Eragon guardò il cielo per individuare le creature, in lontanaza vide delle forme che assomigliava a degli uccelli, ma lui sapeva che non lo erano. Erano ancora distanti quindi i colori non erano ancora riconoscibili, il Cavaliere ne individuò ben tre di dimensioni differenti. Si avvicinavano velocemente  ma non provenivano della foresta, la loro provenienza era la grossa montagna che si trovava nel mezzo della pianura. 

Improvvisamente un'ombra passò su di loro, Eragon alzò lo sguardo, ma in quel momento era già troppo tardi. Una massa enorme cadeva in picchiata sulla dragonessa, Saphira riuscì a spostarsi solo quel tanto che bastava per non essere presa in pieno, ma non era lei il bersaglio. Delle potenti zampe afferrarono il busto del cavaliere scaraventandolo verso il terreno.

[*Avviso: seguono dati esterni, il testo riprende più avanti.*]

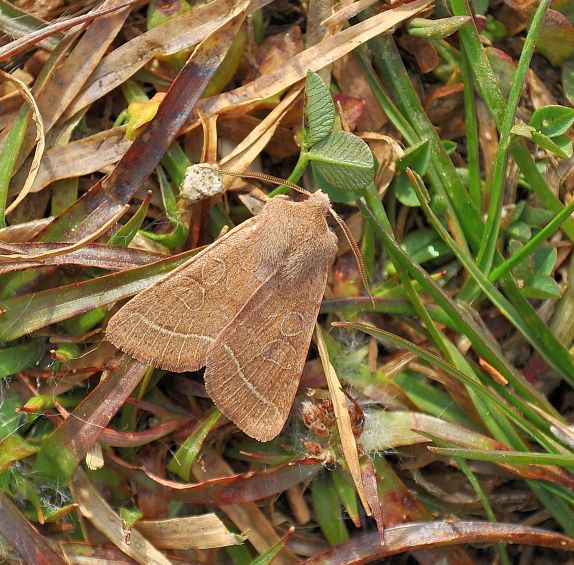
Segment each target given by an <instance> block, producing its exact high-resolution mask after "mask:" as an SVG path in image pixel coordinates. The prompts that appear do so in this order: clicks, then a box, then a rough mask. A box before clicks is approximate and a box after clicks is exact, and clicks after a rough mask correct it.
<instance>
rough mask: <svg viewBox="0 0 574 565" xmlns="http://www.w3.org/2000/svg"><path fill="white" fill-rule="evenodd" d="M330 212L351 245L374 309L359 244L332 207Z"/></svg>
mask: <svg viewBox="0 0 574 565" xmlns="http://www.w3.org/2000/svg"><path fill="white" fill-rule="evenodd" d="M330 212H331V215H332V216H333V218H335V220H336V222H337V223H338V224H339V227H340V228H341V229H342V230H343V233H344V234H345V239H346V240H347V242H348V243H349V245H350V246H351V251H352V252H353V255H354V256H355V261H357V267H359V274H360V275H361V281H362V283H363V286H364V287H365V290H366V291H367V294H368V295H369V298H370V299H371V304H372V305H373V309H374V308H375V307H376V305H375V299H374V298H373V295H372V294H371V289H370V287H369V281H368V280H367V270H366V269H365V261H364V260H363V255H362V254H361V250H360V249H359V245H358V244H357V242H356V241H355V238H354V237H353V234H352V233H351V230H350V229H349V226H348V225H347V224H346V223H345V222H344V221H343V220H342V219H341V217H340V216H339V214H337V212H335V210H333V209H332V208H331V210H330Z"/></svg>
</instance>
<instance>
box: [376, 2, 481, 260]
mask: <svg viewBox="0 0 574 565" xmlns="http://www.w3.org/2000/svg"><path fill="white" fill-rule="evenodd" d="M365 12H368V10H365ZM368 45H369V47H370V48H371V50H372V52H373V56H374V65H375V68H376V69H377V71H378V73H379V74H380V75H381V79H382V82H383V83H384V84H385V86H386V88H387V89H388V90H389V92H390V94H391V97H392V99H393V101H394V103H395V104H396V105H397V107H398V109H399V110H400V112H401V113H402V115H403V116H404V117H405V118H406V119H407V120H408V121H409V123H410V125H411V127H412V128H413V130H414V131H416V132H417V134H418V136H419V139H421V140H429V142H430V145H431V150H432V160H431V165H430V167H429V171H428V175H429V179H430V182H431V186H432V187H433V189H434V190H436V191H437V193H438V194H441V195H443V197H444V199H445V201H446V202H447V203H448V205H449V207H450V208H451V209H452V210H451V213H450V220H451V222H452V226H453V227H454V230H455V232H456V239H457V242H458V244H459V245H460V246H461V247H463V248H466V246H467V243H466V242H467V241H468V245H470V247H471V248H473V249H476V248H478V245H479V243H480V234H481V233H482V227H483V226H482V221H481V219H480V216H479V214H478V210H477V209H476V207H475V206H474V203H473V201H472V200H471V198H470V196H469V194H468V192H467V190H466V187H465V186H464V184H463V182H462V180H461V179H460V177H459V176H458V173H457V172H456V169H455V167H454V165H453V163H452V161H451V160H450V157H449V156H448V154H447V152H446V150H445V148H444V146H443V145H442V143H441V140H440V138H439V137H438V135H437V133H436V130H435V128H434V126H433V125H432V124H431V122H430V121H429V119H428V117H427V115H426V113H425V111H424V109H423V107H422V105H421V102H420V100H419V98H418V96H417V94H416V92H415V90H414V88H413V86H412V84H411V81H410V78H409V75H408V73H407V70H406V69H405V67H404V64H403V62H402V60H401V56H400V54H399V52H398V49H397V47H396V45H395V43H394V40H393V38H392V37H391V36H388V35H381V36H379V37H376V38H375V39H372V40H371V41H369V43H368ZM461 218H464V223H460V219H461Z"/></svg>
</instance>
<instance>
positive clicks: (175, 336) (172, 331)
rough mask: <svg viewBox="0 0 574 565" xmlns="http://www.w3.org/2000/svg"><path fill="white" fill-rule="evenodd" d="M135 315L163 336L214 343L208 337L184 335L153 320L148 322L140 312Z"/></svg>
mask: <svg viewBox="0 0 574 565" xmlns="http://www.w3.org/2000/svg"><path fill="white" fill-rule="evenodd" d="M133 315H136V316H139V317H140V318H141V321H142V322H143V323H144V324H145V325H147V326H149V327H150V328H152V329H153V330H157V331H158V332H160V333H162V334H167V335H170V336H173V337H181V338H188V337H193V338H196V339H203V340H205V341H207V342H209V343H211V342H212V341H213V338H212V337H209V336H207V335H201V334H190V333H182V332H175V331H173V330H168V329H167V328H164V327H162V326H160V325H158V324H156V323H155V322H152V321H151V320H148V319H147V318H145V317H144V315H143V314H140V313H139V312H134V313H133Z"/></svg>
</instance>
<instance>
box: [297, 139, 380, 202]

Proprio prima di toccare terra un'altra di quelle creature lo catturò al volo. Fu in quel momento che Eragon vide quattro zampe, non due come le altre creature. Quelle creature erano draghi. 

Saphira si buttò in picchiata riuscendo a sfuggire al drago, grande due volte lei, per poi virare velocemente a destra. Il drago potrà anche essere più forte di lei, ma lei era più veloce. Si diresse verso il drago che teneva tra le zampe anteriori Eragon. Questo gli ruggì contro cercando di intimidirla, ma non aveva contato che la dragonessa era presa da una furia cieca. Qualcuno aveva osato nuocere al suo cavaliere, e quel qualcuno stava per pagare questo con la vita. 

Nel frattempo Eragon scalciava cercando di sfuggire dalle grinfie della bestia, ma era come un topo negli artigli di un gatto. Fu in quel momento che Saphira piombò contro il drago che lo aveva intrappolato, sbilanciandolo a facendo in modo che allentasse la presa. Eragon colse l'occasione al volo e diede un calcio al ventre mollo della creatura, quella con un ruggito di dolore lo mollò. Eragon atterrò sulla groppa della sua dragonessa che velocemente si diresse verso l'altro sfruttando il suo peso minore e virò verso la montagna 

Non avrebbe potuto scegliere meta peggiore.